Confederate Truths: Documents of the Confederate & Neo-Confederate Tradition from 1787 to the Present.

"Confederate Veteran" article that African Americans are not citizens and should be shipped back to Africa.

Confederate Veteran article that African Americans are not citizens and should be shipped back to Africa.

Confederate Veteran, Vol. 33 No. 3, March 1925, page 116. The Confederate Veteran was the official publication of the United Confederate Veterans, United Daughters of the Confederacy, Confederated Southern Memorial Association, and the Sons of Confederate Veterans.

NEGROES NOT CITIZENS.

Nation­wide interest has been aroused by a suit, filed in the Federal District Court of New Orleans, which seeks to enjoin Walter E. Cohen, negro comptroller of customs of that port, from exercising the duties of his office. The suit attacks the validity of the Fourteenth Amendment to the Constitution as applied to negroes, and the bill alleges that Cohen is not a citizen of this country, but is "a person of African blood and descent, and is inherently incapable of being a citizen of the United States."

H. Edwin Bolte, an attorney of Washington, D. C., in whose name the suit is brought, declares that the grounds upon which it is based have never been decided by the courts; that three-fourths of the States did not ratify the amendment, nor was it adopted by the required two-thirds of both houses of Congress; and he alleges that eleven States of the Union at the time of the adoption of the resolution culminating in the alleged Article XIV were unconstitutionally deprived of the equal suffrage in the Senate; that these States were by coercion forced to ratify it, and that Congress did, without power or authority, declare said amendment to the Constitution adopted as a part of the Constitution.

African slavery in the United States was an intolerable institution—but it is unquestionable that a serious error was committed when suffrage was conferred upon negroes.

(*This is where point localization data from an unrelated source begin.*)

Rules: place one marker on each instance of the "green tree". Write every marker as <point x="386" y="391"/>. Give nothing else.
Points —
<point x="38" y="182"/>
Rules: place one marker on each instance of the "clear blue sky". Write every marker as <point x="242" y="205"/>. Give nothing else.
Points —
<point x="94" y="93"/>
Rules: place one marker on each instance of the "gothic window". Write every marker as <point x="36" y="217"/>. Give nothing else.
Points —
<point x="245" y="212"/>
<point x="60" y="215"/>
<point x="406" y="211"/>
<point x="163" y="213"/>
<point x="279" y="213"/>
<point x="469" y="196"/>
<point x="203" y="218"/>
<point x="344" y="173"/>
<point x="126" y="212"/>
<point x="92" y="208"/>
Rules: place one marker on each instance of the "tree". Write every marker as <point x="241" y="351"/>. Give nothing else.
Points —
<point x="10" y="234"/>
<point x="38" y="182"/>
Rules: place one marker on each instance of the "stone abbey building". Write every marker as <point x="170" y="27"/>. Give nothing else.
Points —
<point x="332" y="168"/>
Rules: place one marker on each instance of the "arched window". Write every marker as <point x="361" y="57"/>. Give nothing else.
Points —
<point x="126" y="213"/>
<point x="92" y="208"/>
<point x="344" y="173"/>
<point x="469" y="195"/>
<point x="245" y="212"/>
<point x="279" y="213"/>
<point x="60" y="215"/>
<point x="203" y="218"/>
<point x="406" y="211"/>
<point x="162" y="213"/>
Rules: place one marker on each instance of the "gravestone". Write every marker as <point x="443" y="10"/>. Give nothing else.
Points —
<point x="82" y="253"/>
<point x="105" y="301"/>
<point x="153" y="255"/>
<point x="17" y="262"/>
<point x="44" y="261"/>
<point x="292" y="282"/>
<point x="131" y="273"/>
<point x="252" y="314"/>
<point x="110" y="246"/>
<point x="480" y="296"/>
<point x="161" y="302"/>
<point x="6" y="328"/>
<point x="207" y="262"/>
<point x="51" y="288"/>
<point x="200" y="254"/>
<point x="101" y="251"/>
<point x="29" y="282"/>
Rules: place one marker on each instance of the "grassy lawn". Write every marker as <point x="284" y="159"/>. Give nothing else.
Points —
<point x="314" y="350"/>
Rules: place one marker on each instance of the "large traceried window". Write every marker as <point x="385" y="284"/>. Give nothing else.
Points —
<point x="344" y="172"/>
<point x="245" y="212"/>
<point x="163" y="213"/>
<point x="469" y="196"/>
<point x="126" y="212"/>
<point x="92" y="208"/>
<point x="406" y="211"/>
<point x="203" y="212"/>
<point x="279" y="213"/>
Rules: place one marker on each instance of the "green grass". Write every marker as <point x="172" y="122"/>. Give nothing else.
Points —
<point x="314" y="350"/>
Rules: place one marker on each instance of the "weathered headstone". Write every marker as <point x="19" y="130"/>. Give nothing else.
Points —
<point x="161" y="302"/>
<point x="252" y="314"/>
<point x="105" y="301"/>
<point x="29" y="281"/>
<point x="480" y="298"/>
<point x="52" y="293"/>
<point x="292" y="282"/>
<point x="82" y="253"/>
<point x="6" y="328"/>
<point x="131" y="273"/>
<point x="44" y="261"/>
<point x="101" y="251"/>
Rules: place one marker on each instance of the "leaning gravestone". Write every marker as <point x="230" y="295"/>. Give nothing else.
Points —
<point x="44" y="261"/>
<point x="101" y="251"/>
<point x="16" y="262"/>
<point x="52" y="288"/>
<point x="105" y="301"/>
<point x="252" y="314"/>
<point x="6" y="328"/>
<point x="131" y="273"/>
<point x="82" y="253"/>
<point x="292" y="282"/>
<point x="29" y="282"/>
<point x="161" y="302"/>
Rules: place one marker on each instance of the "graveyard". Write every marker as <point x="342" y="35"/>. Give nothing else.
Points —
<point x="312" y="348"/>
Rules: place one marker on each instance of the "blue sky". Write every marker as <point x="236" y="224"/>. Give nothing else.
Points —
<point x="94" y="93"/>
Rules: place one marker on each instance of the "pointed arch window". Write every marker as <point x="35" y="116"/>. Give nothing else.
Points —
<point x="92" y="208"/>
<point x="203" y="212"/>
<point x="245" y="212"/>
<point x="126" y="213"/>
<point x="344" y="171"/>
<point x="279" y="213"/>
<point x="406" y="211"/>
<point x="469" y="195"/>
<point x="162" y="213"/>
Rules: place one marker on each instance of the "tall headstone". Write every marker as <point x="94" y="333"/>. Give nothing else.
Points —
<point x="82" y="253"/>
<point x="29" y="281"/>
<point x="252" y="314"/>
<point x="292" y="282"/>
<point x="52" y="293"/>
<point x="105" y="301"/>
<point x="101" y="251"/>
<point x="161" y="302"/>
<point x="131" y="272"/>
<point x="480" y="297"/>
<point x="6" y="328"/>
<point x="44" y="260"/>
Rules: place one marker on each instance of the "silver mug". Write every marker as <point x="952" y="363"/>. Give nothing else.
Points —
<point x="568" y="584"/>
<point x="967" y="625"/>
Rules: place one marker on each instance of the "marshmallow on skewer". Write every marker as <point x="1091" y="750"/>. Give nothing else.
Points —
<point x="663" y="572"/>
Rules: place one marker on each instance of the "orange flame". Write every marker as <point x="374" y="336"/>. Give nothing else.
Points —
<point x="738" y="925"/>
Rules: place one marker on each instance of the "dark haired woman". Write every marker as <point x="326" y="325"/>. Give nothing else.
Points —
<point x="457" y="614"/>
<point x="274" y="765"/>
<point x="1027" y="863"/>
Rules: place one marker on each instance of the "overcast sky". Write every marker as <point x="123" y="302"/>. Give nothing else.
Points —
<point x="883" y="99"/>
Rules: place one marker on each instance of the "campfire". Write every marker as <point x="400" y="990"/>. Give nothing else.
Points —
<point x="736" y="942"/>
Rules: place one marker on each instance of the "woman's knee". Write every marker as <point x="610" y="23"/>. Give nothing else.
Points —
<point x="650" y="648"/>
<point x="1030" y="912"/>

Without in any way disparaging the various good qualities of the colored people, they are fundamentally unfitted for citizenship in this country, where the insurmountable barrier of race forever prevents them from assimilating, and to which they were wrongfully imported in the first instance as slaves.

The true solution of the negro problem lies in rectifying the original mistake by returning the negroes to their homeland of Africa, with government protection and assistance, and encouraging them there to set up their own state and government, under whose aegis they can work out their own salvation and enjoy institutions fitted to their nature and present stage of development.—American Standard.